Alexandrium catenella is a cosmopolitan harmful algal bloom (HAB) forming dinoflagellate. To comprehend its mechanisms of bloom formation, gene expression analysis is indispensable. Quantitative real-time reverse transcription PCR (qRT-PCR) is an ideal method for swift and precise quantification of gene expression analysis that greatly relies on selection of apposite reference genes for data normalization. To date, limited studies have focused on the screening of reference genes in dinoflagellates. The unavailability of valid reference gene for normalizing poses hindrances in the appliance of qRT-PCR to the HAB forming group.
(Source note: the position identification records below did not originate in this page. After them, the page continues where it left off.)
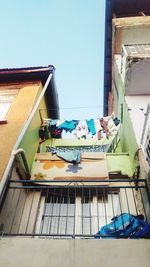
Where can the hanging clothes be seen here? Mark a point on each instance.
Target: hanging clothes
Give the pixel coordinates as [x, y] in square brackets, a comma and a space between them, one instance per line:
[54, 131]
[70, 156]
[81, 130]
[104, 126]
[68, 126]
[91, 126]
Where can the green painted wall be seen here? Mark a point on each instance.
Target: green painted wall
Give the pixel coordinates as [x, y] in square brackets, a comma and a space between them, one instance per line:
[119, 162]
[127, 135]
[31, 139]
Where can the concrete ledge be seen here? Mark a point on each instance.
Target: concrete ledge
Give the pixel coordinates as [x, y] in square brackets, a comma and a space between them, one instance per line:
[35, 252]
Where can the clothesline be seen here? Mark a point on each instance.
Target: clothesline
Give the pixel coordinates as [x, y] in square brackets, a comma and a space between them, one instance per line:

The work presented here evaluated 12 reference genes for their expression stability using qRT-PCR under diverse nutritional conditions together with high light. Statistical algorithm such as RefFinder was used that analyze data using geNorm and NormFinder, comparative delta-CT method along with a combination approach that declares comprehensive ranking contingent upon the geometric mean of the results procured from other methods. Comprehensive analysis across all condition by geNorm showed ACT, IPP, and GAPDH as genes possessing highest stability followed by Tubα and ICDH. Comprehensive analysis by Normfinder declared that IPP is the most stable gene followed by ACT, CYC, GAPDH, and GTEF. Combination approach using comparative delta C T , geNorm and NormFinder analysis programs through RefFinder as well as ranking by standard deviation of delta C T declared IPP as the most stable gene followed by ACT and GAPDH. IPP, ACT, and GAPDH represented the top 4 listed stable reference genes among all the analysis methods used. The results of pairwise variation by geNorm showed that V2/V3 value under all the tested conditions was below the cut-off value of 0.15 which shows that two genes are sufficient for normalization. Our results in accord with other widely conducted studies emphasize the significance of reference gene validation in precise experimental setup before appliance to avoid serious misinterpretation of the results. It is highly expected that the procedures and outcome of the report may be helpful for future studies in the gene expression analysis of A. catenella and to screen out reference genes for other algae.